Corriere della Sera, 13 dicembre 2018
Springsteen show: «Non ho mai lavorato né visto fabbriche: devo il successo a storie tutte inventate»
NEW YORK Alla fine dello spettacolo c’è chi raccoglie dal pavimento i boccali di plastica per la birra. Non è un gesto ecoresponsabile. È un modo per portarsi a casa un pezzo di Bruce. C’è il rischio di macchiare borse e cappotti ma chissene, sul bicchierone c’è stampato «Springsteen on Broadway», il logo dello show che il Boss ha portato in scena al Walter Kerr Theatre. Con l’appuntamento di domenica, ultimo episodio, saranno 236 repliche in poco più di un anno per circa 1.000 persone a sera e un doppio album (2 cd o 4 vinili) disponibile da domani e uno speciale Netflix dal 16. «Non avevo mai avuto un lavoro dalle 9 alle 5 per 5 giorni alla settimana: e non mi piace», scherza Bruce.
Solo sul palco. Una chitarra, un pianoforte, un’armonica da tirare fuori all’occorrenza, due bicchieri d’acqua e la compagnia della moglie Patti Scialfa in un paio di brani. Tutto è al minimo: la scenografia è ridotta a un muro di mattoni e un paio di lampadari industriali. Minima anche la scaletta: 15 brani (da maratoneta del rock quale è, in concerto ne infila il doppio) per raccontare una storia più che una carriera. Per una volta non è la musica l’unica protagonista. Ma la vita. Che poi è quello che ha sempre raccontato nelle canzoni. Cambia il vestito: questo è uno show teatrale vero e proprio con lunghi monologhi che fanno da introduzione alla musica.
La narrazione è autobiografica, il canovaccio è il volume pubblicato lo scorso anno. Si parte dagli inizi: un bambino, lo sfondo di Freehold, profondo New Jersey (e qui ovviamente c’è la dolcezza al piano con «My Hometown»), la prima chitarra. E Bruce apre l’album di famiglia. Il ricordo del padre, operaio dai mille lavori e con i lineamenti del volto «rossi e deformati» dalla troppa confidenza con l’alcol, «l’eroe e il nemico» ma in fondo il modello in cui Bruce si rivede e non solo per averne copiato il timbro della voce: «Sogno di dirgli che quello sul palco è lui». Così diverso il ritratto di mamma, italiana nei lineamenti, «felice, ottimista» e con quello «sguardo che sembrava la grazia di Maria e mi ha fatto capire cosa voglia dire essere orgoglioso di qualcuno che ami».

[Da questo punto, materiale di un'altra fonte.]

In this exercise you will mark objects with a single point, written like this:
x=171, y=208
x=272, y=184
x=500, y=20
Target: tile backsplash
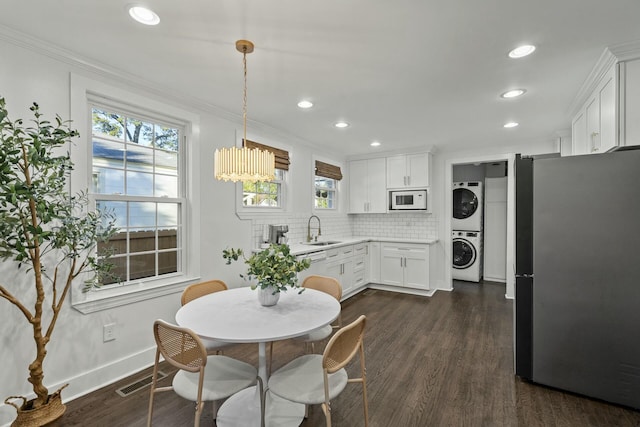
x=390, y=225
x=416, y=225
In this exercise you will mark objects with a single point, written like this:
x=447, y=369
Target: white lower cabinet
x=347, y=264
x=405, y=264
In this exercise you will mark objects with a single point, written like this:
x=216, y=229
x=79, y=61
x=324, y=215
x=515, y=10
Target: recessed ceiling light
x=521, y=51
x=513, y=93
x=144, y=15
x=305, y=104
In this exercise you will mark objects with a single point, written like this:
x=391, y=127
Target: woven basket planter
x=28, y=417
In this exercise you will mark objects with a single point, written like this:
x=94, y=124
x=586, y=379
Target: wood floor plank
x=440, y=361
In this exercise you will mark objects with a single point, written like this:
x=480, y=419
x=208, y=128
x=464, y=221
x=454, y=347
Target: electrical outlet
x=109, y=332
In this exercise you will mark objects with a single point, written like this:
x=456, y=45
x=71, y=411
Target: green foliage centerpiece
x=49, y=235
x=274, y=269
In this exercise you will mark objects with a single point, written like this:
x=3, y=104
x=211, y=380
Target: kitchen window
x=136, y=173
x=326, y=185
x=267, y=194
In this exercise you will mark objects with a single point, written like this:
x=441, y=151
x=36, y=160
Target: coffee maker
x=277, y=233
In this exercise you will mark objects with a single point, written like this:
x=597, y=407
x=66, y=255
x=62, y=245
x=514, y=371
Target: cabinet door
x=374, y=262
x=396, y=171
x=418, y=170
x=416, y=267
x=391, y=268
x=608, y=137
x=377, y=189
x=358, y=186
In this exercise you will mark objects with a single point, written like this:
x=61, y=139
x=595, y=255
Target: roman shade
x=282, y=156
x=328, y=171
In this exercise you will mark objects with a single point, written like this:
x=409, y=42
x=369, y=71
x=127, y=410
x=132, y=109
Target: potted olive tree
x=49, y=235
x=272, y=270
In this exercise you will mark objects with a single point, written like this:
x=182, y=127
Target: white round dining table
x=236, y=316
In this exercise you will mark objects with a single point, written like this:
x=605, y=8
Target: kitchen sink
x=325, y=243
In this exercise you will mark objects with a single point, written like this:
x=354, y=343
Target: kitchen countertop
x=301, y=248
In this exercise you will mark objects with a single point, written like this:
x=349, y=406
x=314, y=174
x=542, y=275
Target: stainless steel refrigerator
x=577, y=291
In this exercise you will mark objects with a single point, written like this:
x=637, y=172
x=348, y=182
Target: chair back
x=328, y=285
x=344, y=345
x=197, y=290
x=180, y=347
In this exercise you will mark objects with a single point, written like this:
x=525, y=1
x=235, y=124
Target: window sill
x=112, y=297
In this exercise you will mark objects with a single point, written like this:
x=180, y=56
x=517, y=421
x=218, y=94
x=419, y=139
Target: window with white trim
x=326, y=185
x=137, y=174
x=267, y=194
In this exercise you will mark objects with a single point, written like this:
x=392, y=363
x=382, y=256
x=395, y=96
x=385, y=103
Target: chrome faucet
x=309, y=228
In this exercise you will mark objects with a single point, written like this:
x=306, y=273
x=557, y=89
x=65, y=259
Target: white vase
x=267, y=297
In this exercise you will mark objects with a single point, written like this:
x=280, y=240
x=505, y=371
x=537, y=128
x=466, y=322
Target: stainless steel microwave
x=408, y=200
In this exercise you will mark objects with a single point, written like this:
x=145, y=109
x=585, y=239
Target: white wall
x=77, y=353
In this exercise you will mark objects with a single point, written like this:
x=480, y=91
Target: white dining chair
x=198, y=290
x=314, y=379
x=201, y=377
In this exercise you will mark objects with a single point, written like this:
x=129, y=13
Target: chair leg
x=154, y=379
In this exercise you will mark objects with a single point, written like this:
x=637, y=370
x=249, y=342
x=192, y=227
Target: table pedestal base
x=243, y=410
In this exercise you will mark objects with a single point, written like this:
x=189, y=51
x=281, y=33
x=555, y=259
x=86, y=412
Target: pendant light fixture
x=244, y=164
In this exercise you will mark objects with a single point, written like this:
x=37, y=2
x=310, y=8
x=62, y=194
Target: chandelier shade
x=244, y=164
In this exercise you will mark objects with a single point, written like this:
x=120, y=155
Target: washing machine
x=467, y=206
x=467, y=255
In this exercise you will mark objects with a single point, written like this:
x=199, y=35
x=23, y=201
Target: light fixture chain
x=244, y=96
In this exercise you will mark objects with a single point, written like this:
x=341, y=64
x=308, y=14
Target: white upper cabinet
x=367, y=192
x=630, y=107
x=408, y=170
x=594, y=127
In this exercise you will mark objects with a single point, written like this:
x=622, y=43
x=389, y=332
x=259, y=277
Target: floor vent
x=138, y=385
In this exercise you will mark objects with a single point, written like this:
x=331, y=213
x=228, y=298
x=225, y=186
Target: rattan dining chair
x=200, y=377
x=198, y=290
x=330, y=286
x=314, y=379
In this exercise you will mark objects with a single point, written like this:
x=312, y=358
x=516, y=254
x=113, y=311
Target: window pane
x=118, y=271
x=141, y=266
x=167, y=138
x=139, y=158
x=168, y=238
x=107, y=181
x=139, y=132
x=142, y=241
x=108, y=153
x=139, y=184
x=166, y=186
x=166, y=162
x=118, y=209
x=142, y=215
x=167, y=215
x=107, y=124
x=167, y=262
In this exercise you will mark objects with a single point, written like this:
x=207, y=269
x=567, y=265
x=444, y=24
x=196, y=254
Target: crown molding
x=77, y=62
x=605, y=62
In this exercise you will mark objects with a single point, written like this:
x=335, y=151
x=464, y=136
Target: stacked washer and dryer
x=467, y=231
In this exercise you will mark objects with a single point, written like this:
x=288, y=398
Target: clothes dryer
x=467, y=206
x=467, y=255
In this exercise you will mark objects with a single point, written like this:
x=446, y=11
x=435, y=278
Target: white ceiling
x=403, y=72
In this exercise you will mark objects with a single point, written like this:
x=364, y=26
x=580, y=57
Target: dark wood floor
x=440, y=361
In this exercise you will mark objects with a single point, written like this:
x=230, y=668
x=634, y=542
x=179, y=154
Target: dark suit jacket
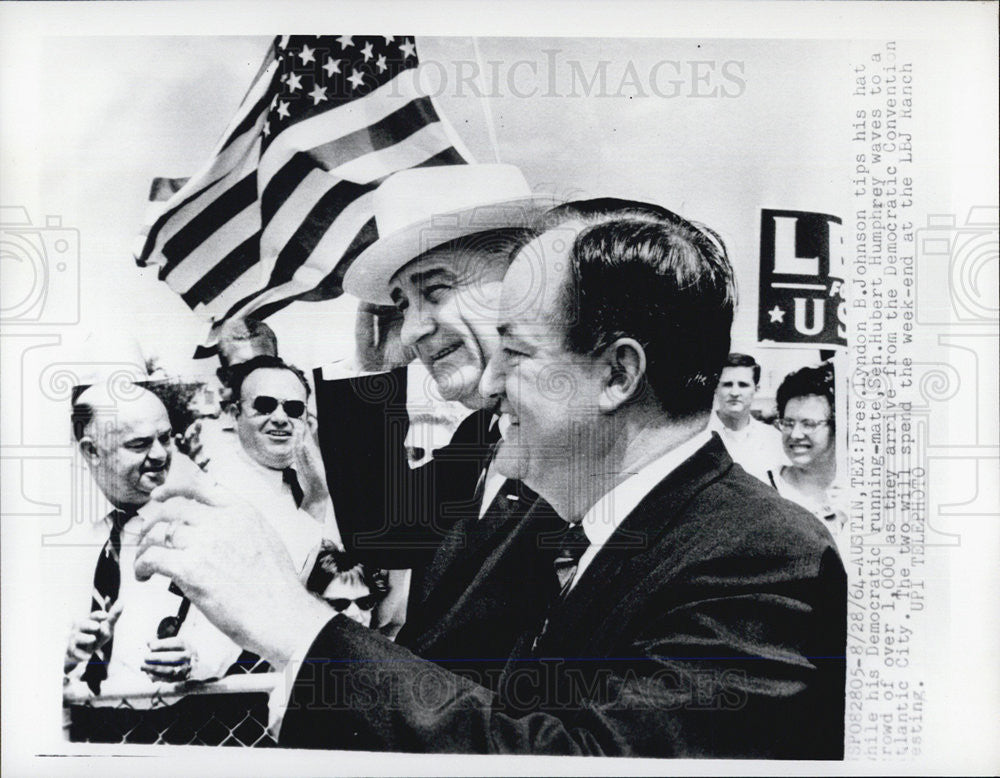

Il registro è spesso umoristico, abbondano le battute. «Non ho mai lavorato, non ho mai visto l’interno di una fabbrica: ho avuto successo parlando di cose di cui non ho esperienza, mi sono inventato tutto». Bruce prende a picconate la mitologia springsteeniana. Se lo può permettere. «Sono mister Born to Run, quello nato per correre, con la febbre da autostrada per fuggire dalla trappola mortale del New Jersey... e adesso vivo a 10 minuti da dove sono nato». I racconti degli esordi rock sono esilaranti disavventure fantozziane.
La rockstar tocca anche corde profonde. La depressione del padre, l’Alzheimer che ha aggredito mamma 7 anni fa, l’amico Clarence Clemons, lo scomparso il sassofonista della E Street Band, sono ricordi sul filo della commozione e il dorso della mano del Boss corre ad asciugare gli occhi. L’autoanalisi lascia affiorare la nostalgia. «Da ragazzo la vita era una pagina bianca ancora da scrivere. Invecchiando mi manca quella sensazione».
La memoria dell’incontro con Ron Kovic, il veterano che gli ispirò «Born in the Usa» qui in una versione dolente, un blues operaio alla 12 corde, apre la pagina dolorosa del Vietnam. Nel sistema di valori di Springsteen non manca l’amore, ed ecco i capelli rosso fuoco di Patti, «la regina del mio cuore».
Il personale diventa pubblico. Niente predicozzo, premette. «Non credo che uno vada a un concerto per sentirsi dire delle cose, ma per ricordarsene alcune. Ad esempio chi sei, come persona o come società. Le marce studentesche della scorsa primavera mi hanno ridato fede nella democrazia americana in un momento in cui è fragile perché quelli in posizioni di comando (Trump non viene citato ndr) parlano al nostro lato oscuro e pensano di distruggere l’idea di un’America per tutti. Pensavo di non dover più vedere queste cose». «The Ghost of Tom Joad» è scura ma «The Rising» tiene accesa la speranza.
Per il finale Bruce si fa riaccompagnare sulla porta della casa natale dai fantasmi. Il saluto è una doppia preghiera, una che riaffiora dall’educazione cattolica («la Chiesa è come la mafia, una volta che ci sei dentro non ne esci») e l’altra quella laica di «Born to Run».